Con una novità. In mancanza di televisione, da oggi avvolta in un complesso (e temo impossibile) processo di deberlusconizzazione, sono i giornali e la Rete i luoghi dove si è fatta strada con una velocità supersonica l’idea che “non c’è più tempo” per le elezioni, che bisogna “salvare l’Italia”, e quindi #oramonti. Chi ha l’età può ricordare il “popolo dei fax”, ai tempi di Tangentopoli. E il grande filo rosso della “legalità” che attraversa l’indignazione antiberlusconiana di questi 18 anni. Fallimentare. Si può dire?

C’è soltanto una cosa che può rendere davvero interessante il ritratto di blue eyed Monti: il Gran Complotto. Goldman Sachs, la Trilaterale, il Gruppo Bilderberg. L’eversività del potere, per dirla con Pasolini. Non esattamente circoli bocciofili, ai quali il professore fornisce ad alti livelli la sua competenza professionale. Matt Taibbi, di Rolling Stone America, ha dedicato gli ultimi due anni della sua carriera di reporter d’assalto quasi soltanto a Goldman Sachs: «Una grande piovra vampiro avvolta attorno alla faccia dell’umanità, mentre allunga senza sosta i suoi tentacoli insanguinati in qualsiasi cosa che odori di denaro», scrive.

Oddio, bastava riprendere il Marx vittoriano: «Il capitale è lavoro morto che come un vampiro vive succhiando il lavoro vivo», eccetera. Naturalmente, che il centrodestra accusi Monti di essere un banchiere vampiro è ridicolo, dato che la sua ragione di esistere, negli ultimi vent’anni, è legata a un imprenditore clown che ha fatto fortuna sbeffeggiando i professionisti della politica. Quanto al centrosinistra, il dado è tratto. Nonostante sopravvivano nelle sue fila pochi e confusi irregolari, scopriamo che l’unica vera strategia è sempre e soltanto legata alla definitiva battuta di D’Alema sul “paese normale”.

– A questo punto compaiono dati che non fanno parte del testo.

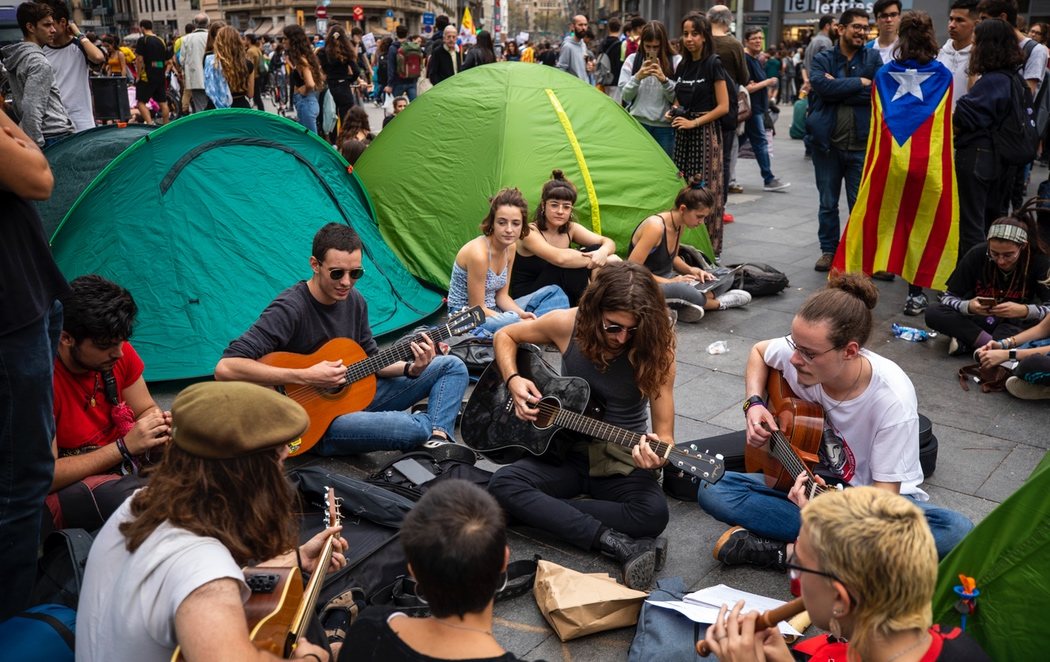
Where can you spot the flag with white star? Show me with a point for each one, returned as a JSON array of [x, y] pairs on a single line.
[[905, 220]]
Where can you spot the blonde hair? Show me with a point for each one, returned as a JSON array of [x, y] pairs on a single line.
[[880, 546]]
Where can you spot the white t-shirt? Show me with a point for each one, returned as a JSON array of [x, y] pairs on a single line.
[[128, 601], [959, 63], [70, 76], [880, 427]]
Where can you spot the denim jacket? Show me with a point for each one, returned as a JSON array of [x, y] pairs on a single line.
[[845, 88]]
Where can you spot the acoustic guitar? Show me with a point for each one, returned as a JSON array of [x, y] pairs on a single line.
[[491, 428], [358, 391], [278, 609], [793, 448]]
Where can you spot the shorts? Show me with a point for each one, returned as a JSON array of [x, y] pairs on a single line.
[[155, 89]]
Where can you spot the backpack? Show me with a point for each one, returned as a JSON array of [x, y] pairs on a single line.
[[410, 60], [1016, 141]]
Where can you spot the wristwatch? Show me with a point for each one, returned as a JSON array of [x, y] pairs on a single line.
[[754, 399]]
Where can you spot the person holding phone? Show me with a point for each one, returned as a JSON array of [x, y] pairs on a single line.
[[999, 289], [647, 84]]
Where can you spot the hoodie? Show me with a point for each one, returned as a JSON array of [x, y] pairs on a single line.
[[36, 94]]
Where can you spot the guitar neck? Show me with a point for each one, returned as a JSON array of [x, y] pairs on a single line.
[[391, 355]]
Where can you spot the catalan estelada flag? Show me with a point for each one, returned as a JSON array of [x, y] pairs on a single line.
[[905, 220]]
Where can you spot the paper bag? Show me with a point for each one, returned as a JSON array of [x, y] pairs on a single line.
[[576, 604]]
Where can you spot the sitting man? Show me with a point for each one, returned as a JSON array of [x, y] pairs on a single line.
[[620, 340], [166, 569], [870, 434], [312, 312], [106, 422]]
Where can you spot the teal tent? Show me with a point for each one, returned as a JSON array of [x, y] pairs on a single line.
[[1008, 554], [432, 170], [207, 219]]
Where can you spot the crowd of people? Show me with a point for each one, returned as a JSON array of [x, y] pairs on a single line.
[[183, 499]]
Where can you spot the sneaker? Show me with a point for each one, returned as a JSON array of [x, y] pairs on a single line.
[[1026, 391], [916, 305], [738, 545], [824, 262], [690, 313], [734, 298]]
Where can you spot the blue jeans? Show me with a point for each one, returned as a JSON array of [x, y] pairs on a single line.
[[744, 500], [307, 109], [754, 131], [384, 425], [831, 168], [664, 137], [543, 301], [26, 463]]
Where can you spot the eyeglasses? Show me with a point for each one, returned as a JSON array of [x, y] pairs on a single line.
[[355, 274], [807, 355], [616, 329]]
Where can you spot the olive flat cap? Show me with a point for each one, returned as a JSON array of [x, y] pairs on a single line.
[[225, 419]]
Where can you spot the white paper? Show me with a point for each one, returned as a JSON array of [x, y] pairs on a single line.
[[702, 606]]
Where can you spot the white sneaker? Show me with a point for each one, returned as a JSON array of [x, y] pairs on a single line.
[[734, 298]]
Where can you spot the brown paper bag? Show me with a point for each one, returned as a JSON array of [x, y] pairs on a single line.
[[576, 604]]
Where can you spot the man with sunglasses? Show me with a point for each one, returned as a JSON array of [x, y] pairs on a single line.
[[312, 312], [621, 340], [870, 428]]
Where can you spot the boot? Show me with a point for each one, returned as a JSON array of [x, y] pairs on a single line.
[[637, 558]]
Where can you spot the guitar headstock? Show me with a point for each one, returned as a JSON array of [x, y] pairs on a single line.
[[692, 461]]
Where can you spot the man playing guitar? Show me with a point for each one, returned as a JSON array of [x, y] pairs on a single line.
[[327, 306], [870, 434], [620, 340]]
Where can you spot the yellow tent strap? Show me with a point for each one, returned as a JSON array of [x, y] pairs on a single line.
[[588, 184]]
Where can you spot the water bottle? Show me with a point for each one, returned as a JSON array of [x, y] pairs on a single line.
[[912, 334]]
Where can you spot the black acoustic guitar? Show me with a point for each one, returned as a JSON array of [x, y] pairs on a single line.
[[491, 428]]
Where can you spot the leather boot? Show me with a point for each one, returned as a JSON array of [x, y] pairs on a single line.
[[636, 557]]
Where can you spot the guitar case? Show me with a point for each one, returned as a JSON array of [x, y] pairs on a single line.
[[684, 487]]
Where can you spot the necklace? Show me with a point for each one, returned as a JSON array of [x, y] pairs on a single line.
[[911, 647]]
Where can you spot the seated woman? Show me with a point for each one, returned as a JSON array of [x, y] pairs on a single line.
[[456, 543], [655, 245], [481, 273], [866, 564], [998, 289], [1031, 348], [545, 254]]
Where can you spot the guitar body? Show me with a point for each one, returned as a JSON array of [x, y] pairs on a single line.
[[489, 423], [802, 423], [324, 405]]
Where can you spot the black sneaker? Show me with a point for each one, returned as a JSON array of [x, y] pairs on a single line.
[[738, 545]]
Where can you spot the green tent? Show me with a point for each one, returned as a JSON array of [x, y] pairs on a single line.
[[1008, 554], [432, 170], [207, 219]]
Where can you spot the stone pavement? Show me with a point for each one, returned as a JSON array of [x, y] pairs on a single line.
[[988, 442]]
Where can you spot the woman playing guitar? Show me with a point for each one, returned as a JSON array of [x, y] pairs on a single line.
[[869, 435]]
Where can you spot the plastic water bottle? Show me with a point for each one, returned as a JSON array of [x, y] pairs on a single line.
[[912, 334]]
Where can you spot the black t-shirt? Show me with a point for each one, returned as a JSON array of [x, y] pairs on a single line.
[[372, 637], [29, 280], [695, 83]]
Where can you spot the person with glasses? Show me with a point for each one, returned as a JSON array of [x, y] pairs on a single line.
[[484, 267], [329, 305], [999, 288], [866, 566], [620, 339], [546, 254], [870, 428]]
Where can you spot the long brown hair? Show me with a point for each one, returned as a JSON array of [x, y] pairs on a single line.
[[232, 59], [245, 502], [630, 288]]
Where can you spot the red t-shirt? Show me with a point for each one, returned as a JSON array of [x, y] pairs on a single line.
[[77, 422]]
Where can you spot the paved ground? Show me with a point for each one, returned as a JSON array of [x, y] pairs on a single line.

Fiorello che canta per la centomillesima volta dai tempi del karaoke “Il mondo” di Jimmy Fontana? È questa dunque la normalità?

Leggo Giuseppe De Rita in un’intervista a La Stampa dell’altro ieri. Parla della fine del “ciclo del berlusconismo come tendenza a cavalcare la cultura popolare”. È uno spunto interessante. In fondo alla politica-spettacolo, intesa come sporcarsi le mani e la faccia rotolandosi nella peggior retorica televisiva, ci avevamo fatto l’abitudine. Si dirà: ma è ancora presto, Monti non ha fatto neppure il primo discorso, una comparsata a Porta a Porta, una cerimonia, un bagno di folla. Aspetta e vedrai. È un tecnico. Per il momento, nella peggiore delle ipotesi, adesso l’estrema visibilità e il segreto sono due facce della stessa medaglia. L’abc, per chi ha letto Debord.

Infine: c’è una via di mezzo tra i gesuiti e il bunga bunga?